[Bug target/70814] atomic store of __int128 is not lock free on aarch64

2023-05-31 Thread pinskia at gcc dot gnu.org via Gcc-bugs
https://gcc.gnu.org/bugzilla/show_bug.cgi?id=70814

--- Comment #13 from Andrew Pinski  ---
*** Bug 110061 has been marked as a duplicate of this bug. ***

[Bug target/70814] atomic store of __int128 is not lock free on aarch64

2023-05-31 Thread pinskia at gcc dot gnu.org via Gcc-bugs
https://gcc.gnu.org/bugzilla/show_bug.cgi?id=70814

Andrew Pinski  changed:

   What|Removed |Added

 CC||wilco at gcc dot gnu.org

--- Comment #12 from Andrew Pinski  ---
*** Bug 110061 has been marked as a duplicate of this bug. ***

[Bug target/70814] atomic store of __int128 is not lock free on aarch64

2016-06-29 Thread pinskia at gcc dot gnu.org
https://gcc.gnu.org/bugzilla/show_bug.cgi?id=70814

--- Comment #11 from Andrew Pinski  ---
(In reply to Richard Earnshaw from comment #10)
> (In reply to Andrew Pinski from comment #9)
> > On x86, they use ifuncs for this purpose inside libatomic. Basically the
> > requirement is only one libatomic can be used at a time.
> 
> If we can guarantee that, then yes, we could do something similar if we had
> fully atomic 128-bit loads.

You have to guarantee that anyways because of the way libatomic is implemented.
 That is the lock used by the implementations has to be the same across all
uses of them.

[Bug target/70814] atomic store of __int128 is not lock free on aarch64

2016-06-29 Thread rearnsha at gcc dot gnu.org
https://gcc.gnu.org/bugzilla/show_bug.cgi?id=70814

--- Comment #10 from Richard Earnshaw  ---
(In reply to Andrew Pinski from comment #9)
> On x86, they use ifuncs for this purpose inside libatomic. Basically the
> requirement is only one libatomic can be used at a time.
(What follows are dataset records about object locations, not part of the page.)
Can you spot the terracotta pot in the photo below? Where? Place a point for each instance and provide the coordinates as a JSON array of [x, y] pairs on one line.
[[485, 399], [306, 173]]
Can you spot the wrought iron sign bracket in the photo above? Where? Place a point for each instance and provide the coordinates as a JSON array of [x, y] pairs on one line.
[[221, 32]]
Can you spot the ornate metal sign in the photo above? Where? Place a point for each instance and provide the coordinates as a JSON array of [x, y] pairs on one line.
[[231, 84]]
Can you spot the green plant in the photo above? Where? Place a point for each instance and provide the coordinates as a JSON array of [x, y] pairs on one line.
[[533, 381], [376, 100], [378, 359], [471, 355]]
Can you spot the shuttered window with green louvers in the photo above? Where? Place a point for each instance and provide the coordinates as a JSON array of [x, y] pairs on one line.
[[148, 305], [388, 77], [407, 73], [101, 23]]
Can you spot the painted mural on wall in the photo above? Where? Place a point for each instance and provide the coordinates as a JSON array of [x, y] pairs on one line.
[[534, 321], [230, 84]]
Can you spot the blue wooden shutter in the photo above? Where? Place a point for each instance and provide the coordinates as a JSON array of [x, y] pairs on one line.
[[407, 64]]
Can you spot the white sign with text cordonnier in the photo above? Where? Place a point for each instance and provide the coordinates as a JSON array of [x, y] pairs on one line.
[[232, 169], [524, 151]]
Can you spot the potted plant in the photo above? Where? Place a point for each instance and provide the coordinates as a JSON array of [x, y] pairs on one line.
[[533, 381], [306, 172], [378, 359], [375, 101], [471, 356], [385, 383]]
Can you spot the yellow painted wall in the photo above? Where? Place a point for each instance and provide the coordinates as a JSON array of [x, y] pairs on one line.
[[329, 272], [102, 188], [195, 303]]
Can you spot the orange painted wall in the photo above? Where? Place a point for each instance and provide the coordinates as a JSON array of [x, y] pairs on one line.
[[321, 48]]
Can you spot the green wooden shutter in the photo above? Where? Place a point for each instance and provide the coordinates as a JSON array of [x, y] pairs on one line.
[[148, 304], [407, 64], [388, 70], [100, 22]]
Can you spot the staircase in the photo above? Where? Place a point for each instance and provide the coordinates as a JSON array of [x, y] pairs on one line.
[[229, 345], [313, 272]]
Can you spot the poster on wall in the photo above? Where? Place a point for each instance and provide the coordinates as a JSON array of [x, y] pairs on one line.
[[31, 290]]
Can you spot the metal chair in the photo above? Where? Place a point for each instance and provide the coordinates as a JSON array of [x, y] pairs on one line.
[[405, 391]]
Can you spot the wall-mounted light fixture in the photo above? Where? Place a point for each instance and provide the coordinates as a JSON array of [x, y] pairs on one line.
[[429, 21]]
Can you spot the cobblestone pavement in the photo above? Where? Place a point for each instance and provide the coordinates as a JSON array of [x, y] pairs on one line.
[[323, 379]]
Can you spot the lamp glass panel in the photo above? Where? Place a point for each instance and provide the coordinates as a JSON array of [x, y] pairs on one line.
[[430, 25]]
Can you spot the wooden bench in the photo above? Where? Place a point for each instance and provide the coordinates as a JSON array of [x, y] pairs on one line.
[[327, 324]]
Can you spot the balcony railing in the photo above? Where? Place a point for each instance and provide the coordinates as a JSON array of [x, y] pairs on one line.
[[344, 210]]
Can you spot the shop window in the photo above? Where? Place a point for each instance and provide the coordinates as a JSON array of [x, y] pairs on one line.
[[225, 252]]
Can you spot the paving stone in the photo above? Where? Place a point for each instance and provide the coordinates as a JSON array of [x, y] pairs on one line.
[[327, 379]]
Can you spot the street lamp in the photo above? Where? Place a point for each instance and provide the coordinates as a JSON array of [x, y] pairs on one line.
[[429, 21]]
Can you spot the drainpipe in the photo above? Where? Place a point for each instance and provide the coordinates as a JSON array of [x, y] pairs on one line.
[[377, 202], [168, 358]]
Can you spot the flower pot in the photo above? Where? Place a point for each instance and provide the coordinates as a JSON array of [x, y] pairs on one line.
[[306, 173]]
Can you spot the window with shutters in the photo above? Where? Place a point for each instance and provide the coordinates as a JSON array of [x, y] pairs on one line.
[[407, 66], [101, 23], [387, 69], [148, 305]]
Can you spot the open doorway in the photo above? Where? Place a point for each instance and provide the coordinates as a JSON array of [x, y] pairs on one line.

If we can guarantee that, then yes, we could do something similar if we had
fully atomic 128-bit loads.

[Bug target/70814] atomic store of __int128 is not lock free on aarch64

2016-06-28 Thread pinskia at gcc dot gnu.org
https://gcc.gnu.org/bugzilla/show_bug.cgi?id=70814

--- Comment #9 from Andrew Pinski  ---
(In reply to Richard Earnshaw from comment #8)
> (In reply to Andrew Pinski from comment #7)
> > Closing as invalid.  Though for v8.4 or so it would be nice if there was
> > 128bit atomic loads.
> 
> That probably wouldn't help.  It would require a new ABI before you could
> use them, since all code has to swap to that mechanism.  Iff you could
> guarantee that an application had exactly one instance of
> __atomic_{load,store}_16 (ie that it isn't a private function in each DSO
> component), then you *might* be able to re-implement those routines using
> the new instructions, but otherwise you're stuck with the requirement to
> retain backwards compatibility.

On x86, they use ifuncs for this purpose inside libatomic. Basically the
requirement is only one libatomic can be used at a time.

[Bug target/70814] atomic store of __int128 is not lock free on aarch64

2016-06-28 Thread rearnsha at gcc dot gnu.org
https://gcc.gnu.org/bugzilla/show_bug.cgi?id=70814

--- Comment #8 from Richard Earnshaw  ---
(In reply to Andrew Pinski from comment #7)
> Closing as invalid.  Though for v8.4 or so it would be nice if there was
> 128bit atomic loads.

That probably wouldn't help.  It would require a new ABI before you could use
them, since all code has to swap to that mechanism.  Iff you could guarantee
that an application had exactly one instance of __atomic_{load,store}_16 (ie
that it isn't a private function in each DSO component), then you *might* be
able to re-implement those routines using the new instructions, but otherwise
you're stuck with the requirement to retain backwards compatibility.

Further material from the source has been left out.